It’s about a boy wearing a hoodie. Laying in the grass.

(12 Years A Slacker?)

oscars - whiplash

WHIPLASH

A guy is standing on a pole.

Me: I think that’s a drumstick.

Oh! It’s a giant drumstick! (Laughs.) A guy what drums on a drum stick, because he’s going to jump down and then get back up and drum again. It belongs to a giant drummer, and he’s going to eat him!

oscars - birdman

BIRDMAN

A man having a bird. As a pet. Or maybe he crashes into a building and then becomes a bird.

oscars - imitation game

THE IMITATION GAME

I explain that “imitation” means “to copy”

There’s a guy playing a game and he copies another guy. He wins.

Me: Are you supposed to copy people? Jon: No!

Me: Why not?  Jon: Because… (Notices the background of the poster) …what are those things? (Answering his own question) I think they’re bug things.

Me: What do you mean?

There are bugs in inside of them Inside of them. Copying is a bad thing.

oscars - selma

SELMA

Is the man Selma?

Me: What do you think is happening in the poster?
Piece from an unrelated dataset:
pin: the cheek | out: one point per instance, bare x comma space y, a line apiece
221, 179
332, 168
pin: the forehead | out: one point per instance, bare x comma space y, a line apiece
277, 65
All the people try to fight Selma. He winned… because he had a sword.

(If only)

oscars - theory of everything

THE THEORY OF EVERYTHING

I think they will fight.

Me: Why?

Because they’re mad.

Me: How are they gonna fight?

(Ponders) …With swords.

(Enough with the swords, dude.)

oscars - grand budapest hotel

THE GRAND BUDAPEST HOTEL

There’s a moose! And a hotel. It’s pink.

Me: What happens in the hotel?

The moose jumps on it, then gets inside the hotel. Then he runs around, and everybody is running every direction and screaming, because they’re scared of the moose.

oscars - american sniper

AMERICAN SNIPER

A guy is a soldier and he fights bag guys with a gun.

Me: Does he look happy or sad?

Sad.

(I ask him what he thinks “sniper” means.)

Friendship.

(I think I’ll let him think that for a bit longer.)

Based on Jon’s descriptions, which film do you think should win Best Picture?